The electric bikes are fine for short hops when not much stuff is carried (i.e. light delivery work), but you can’t actually use them to actually haul stuff. But I see these things just about every day and as the city gets more jammed and traffic more hopeless, I expect to see more.

Adam
8 years ago
Reply to  Kyle Banerjee

I’ve seen quite a few large trucks on Clinton Street and other bicycle routes. Any route the city seems as “cycle-priority” should not allow these lumbering vehicles.

Kyle Banerjee
8 years ago
Reply to  Adam

Which section would that be?

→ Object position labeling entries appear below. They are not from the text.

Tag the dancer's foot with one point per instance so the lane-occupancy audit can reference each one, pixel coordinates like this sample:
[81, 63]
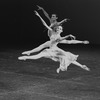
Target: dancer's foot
[86, 42]
[22, 58]
[86, 68]
[58, 70]
[26, 52]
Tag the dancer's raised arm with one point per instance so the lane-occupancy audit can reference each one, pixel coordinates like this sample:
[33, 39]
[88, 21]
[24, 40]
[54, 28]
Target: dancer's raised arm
[74, 41]
[64, 20]
[44, 23]
[45, 13]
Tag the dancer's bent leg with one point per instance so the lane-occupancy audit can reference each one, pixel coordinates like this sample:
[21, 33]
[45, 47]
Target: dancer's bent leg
[40, 55]
[80, 65]
[44, 45]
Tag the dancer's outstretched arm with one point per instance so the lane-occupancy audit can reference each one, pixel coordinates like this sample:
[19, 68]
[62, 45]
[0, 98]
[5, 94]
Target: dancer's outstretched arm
[45, 13]
[64, 20]
[44, 23]
[74, 41]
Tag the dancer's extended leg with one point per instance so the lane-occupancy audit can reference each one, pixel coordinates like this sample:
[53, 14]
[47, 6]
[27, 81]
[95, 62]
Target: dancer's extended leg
[80, 65]
[40, 55]
[44, 45]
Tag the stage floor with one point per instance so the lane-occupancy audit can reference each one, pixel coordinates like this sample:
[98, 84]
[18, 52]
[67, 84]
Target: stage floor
[38, 80]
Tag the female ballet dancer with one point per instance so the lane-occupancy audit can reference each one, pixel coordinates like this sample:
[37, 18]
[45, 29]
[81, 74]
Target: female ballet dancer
[53, 36]
[57, 54]
[53, 19]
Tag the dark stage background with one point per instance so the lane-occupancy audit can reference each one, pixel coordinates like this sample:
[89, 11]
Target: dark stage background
[20, 27]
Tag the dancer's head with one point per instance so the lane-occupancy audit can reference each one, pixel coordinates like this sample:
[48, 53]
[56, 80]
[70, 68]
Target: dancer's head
[59, 29]
[54, 16]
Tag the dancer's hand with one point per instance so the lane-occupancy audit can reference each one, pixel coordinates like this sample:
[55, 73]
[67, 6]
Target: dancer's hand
[27, 53]
[39, 8]
[36, 13]
[86, 42]
[72, 36]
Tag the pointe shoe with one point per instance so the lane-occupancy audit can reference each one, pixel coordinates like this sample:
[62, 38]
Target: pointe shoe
[22, 58]
[58, 70]
[27, 53]
[86, 42]
[86, 68]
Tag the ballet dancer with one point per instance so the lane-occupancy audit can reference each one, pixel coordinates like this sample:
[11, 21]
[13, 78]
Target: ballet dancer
[59, 55]
[52, 35]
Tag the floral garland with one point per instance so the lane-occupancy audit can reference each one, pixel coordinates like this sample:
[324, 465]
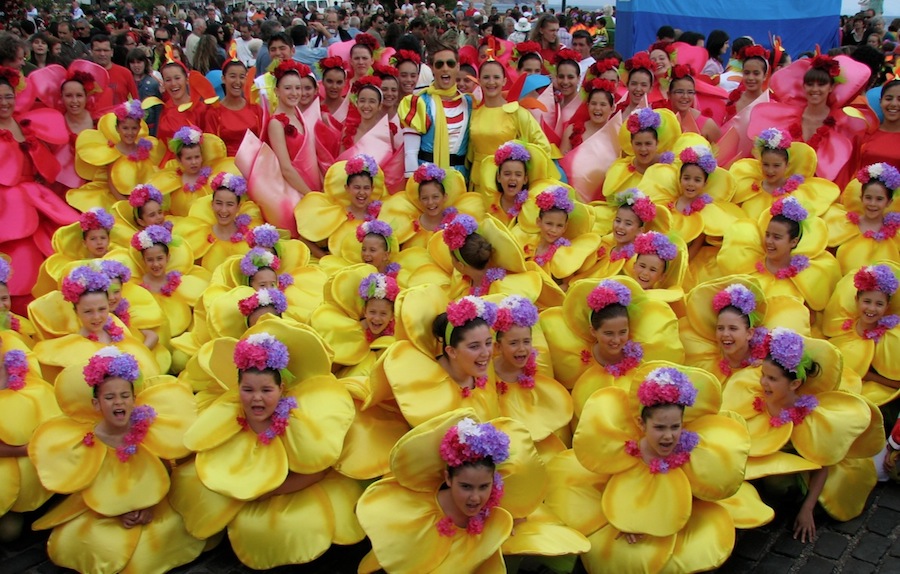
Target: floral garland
[142, 152]
[798, 263]
[889, 226]
[281, 417]
[547, 256]
[680, 456]
[202, 179]
[795, 414]
[141, 418]
[16, 364]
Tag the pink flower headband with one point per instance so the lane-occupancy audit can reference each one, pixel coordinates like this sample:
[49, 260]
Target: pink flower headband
[379, 286]
[515, 311]
[96, 218]
[111, 362]
[263, 298]
[608, 292]
[666, 386]
[739, 297]
[876, 278]
[639, 203]
[555, 198]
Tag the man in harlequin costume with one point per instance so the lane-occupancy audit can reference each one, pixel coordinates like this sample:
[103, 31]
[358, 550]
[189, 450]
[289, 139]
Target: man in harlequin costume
[436, 120]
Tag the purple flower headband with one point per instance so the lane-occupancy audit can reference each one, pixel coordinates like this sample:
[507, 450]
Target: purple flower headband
[555, 198]
[84, 279]
[655, 243]
[234, 183]
[429, 172]
[511, 151]
[150, 236]
[666, 386]
[738, 296]
[773, 138]
[785, 347]
[790, 208]
[361, 163]
[131, 109]
[256, 259]
[608, 292]
[883, 172]
[515, 311]
[643, 119]
[263, 298]
[876, 278]
[111, 362]
[261, 351]
[379, 286]
[143, 193]
[700, 156]
[96, 218]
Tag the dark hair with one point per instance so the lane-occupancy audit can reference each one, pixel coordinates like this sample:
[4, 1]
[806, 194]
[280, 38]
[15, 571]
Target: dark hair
[613, 311]
[439, 329]
[793, 226]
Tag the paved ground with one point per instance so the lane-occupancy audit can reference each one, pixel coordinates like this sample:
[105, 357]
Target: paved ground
[869, 543]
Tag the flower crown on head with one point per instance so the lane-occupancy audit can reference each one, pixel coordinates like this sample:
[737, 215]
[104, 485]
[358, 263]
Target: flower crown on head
[429, 172]
[469, 441]
[555, 198]
[515, 311]
[378, 286]
[265, 235]
[143, 193]
[655, 243]
[261, 351]
[84, 279]
[375, 227]
[115, 270]
[876, 278]
[263, 298]
[511, 151]
[699, 155]
[643, 119]
[639, 203]
[458, 229]
[233, 183]
[110, 362]
[773, 138]
[608, 292]
[186, 135]
[258, 258]
[883, 172]
[789, 207]
[785, 347]
[666, 386]
[129, 110]
[361, 164]
[96, 218]
[739, 297]
[150, 236]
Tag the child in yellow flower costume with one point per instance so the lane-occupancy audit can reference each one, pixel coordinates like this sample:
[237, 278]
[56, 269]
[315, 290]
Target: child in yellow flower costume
[26, 401]
[799, 422]
[861, 320]
[265, 448]
[864, 229]
[187, 178]
[114, 158]
[785, 251]
[780, 167]
[423, 518]
[119, 433]
[655, 474]
[724, 328]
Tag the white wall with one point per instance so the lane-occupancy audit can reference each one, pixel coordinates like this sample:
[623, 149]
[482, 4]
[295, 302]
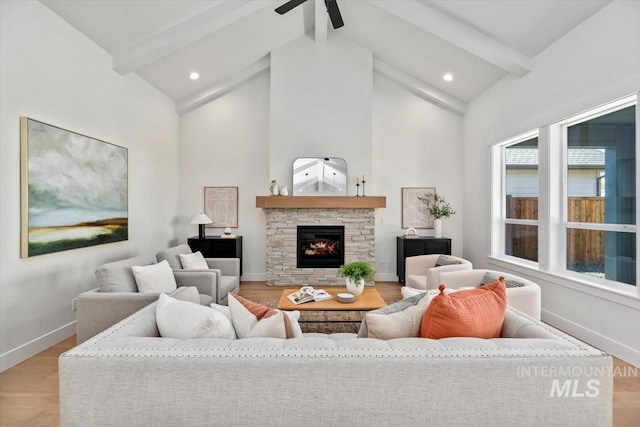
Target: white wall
[396, 138]
[52, 73]
[415, 144]
[226, 143]
[595, 63]
[321, 96]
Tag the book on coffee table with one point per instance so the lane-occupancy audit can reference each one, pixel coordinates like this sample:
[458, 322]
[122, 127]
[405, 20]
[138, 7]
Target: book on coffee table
[307, 295]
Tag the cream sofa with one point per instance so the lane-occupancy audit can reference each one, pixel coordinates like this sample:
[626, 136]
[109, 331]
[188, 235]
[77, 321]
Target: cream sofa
[117, 296]
[532, 375]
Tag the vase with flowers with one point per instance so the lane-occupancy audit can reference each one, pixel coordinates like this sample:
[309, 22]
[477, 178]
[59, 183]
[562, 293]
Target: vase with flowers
[356, 273]
[439, 208]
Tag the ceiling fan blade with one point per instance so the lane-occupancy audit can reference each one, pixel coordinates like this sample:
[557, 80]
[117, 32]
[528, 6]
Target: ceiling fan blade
[288, 6]
[334, 13]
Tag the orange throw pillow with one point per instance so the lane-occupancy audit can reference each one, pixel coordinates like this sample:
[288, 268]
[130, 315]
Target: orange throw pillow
[475, 313]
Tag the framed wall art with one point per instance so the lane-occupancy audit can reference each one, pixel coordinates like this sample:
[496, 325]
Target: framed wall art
[221, 206]
[414, 212]
[74, 190]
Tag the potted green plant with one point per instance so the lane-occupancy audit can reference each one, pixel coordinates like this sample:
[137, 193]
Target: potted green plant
[438, 207]
[356, 273]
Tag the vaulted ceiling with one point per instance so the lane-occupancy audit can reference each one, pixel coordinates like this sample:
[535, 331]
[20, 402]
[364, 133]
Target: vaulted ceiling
[414, 42]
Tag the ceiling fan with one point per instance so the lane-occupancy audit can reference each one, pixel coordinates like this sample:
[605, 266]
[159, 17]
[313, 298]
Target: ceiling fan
[332, 10]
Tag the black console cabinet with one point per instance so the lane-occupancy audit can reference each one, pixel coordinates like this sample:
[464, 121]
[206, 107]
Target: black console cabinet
[423, 245]
[218, 247]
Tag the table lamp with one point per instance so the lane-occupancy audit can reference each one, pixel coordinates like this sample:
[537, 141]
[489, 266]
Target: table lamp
[201, 219]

That simply has not been my experience. Clinton is a lightly trafficked street that is so slow that there is a strong disincentive for cars to be on it. It’s slow enough that even cyclists have to treat it like a wide MUP rather than a regular street. Many of the roads that feed onto it are narrow that big things don’t fit. And what exactly are these trucks doing?

I encounter them regularly on larger roads near industrial and commercial areas as these areas require them to function. But I don’t encounter them tooling around on narrow residential roads and greenways — no driver would want to drive on one of these without a good reason.

Christopher Sanderson
8 years ago

Thanks for posting! I am always happy to see them out on our streets, delivering goods throughout Portland!

I continue to use my bike for projects here in SE Portland, and I use it primarily for hauling my tools and some materials. With bigger jobs, I am having Mr. Plywood deliver my materials, and when replacing a fence, I use a pickup to haul wood waste to Wood Waste Recycling in NE, so I am not 100% carbon-free. I think the idea is serve locally, and not be hauling a monster pickup from Vancouver to do work here in PDX. I think it’s a good idea to tread lightly, and be accountable to my neighbors who hire me to do projects. By the way, I am celebrating 5-years of being in business, and I still do a majority of my transportation by bicycle. It can be done.

Warren Tucker
7 years ago

We contacted the NJ & NYC DOT regarding small pedal powered vehicles hauling up to 30,000 pounds in NYC. We have five of these pedal cars and looking to haul some serious freight.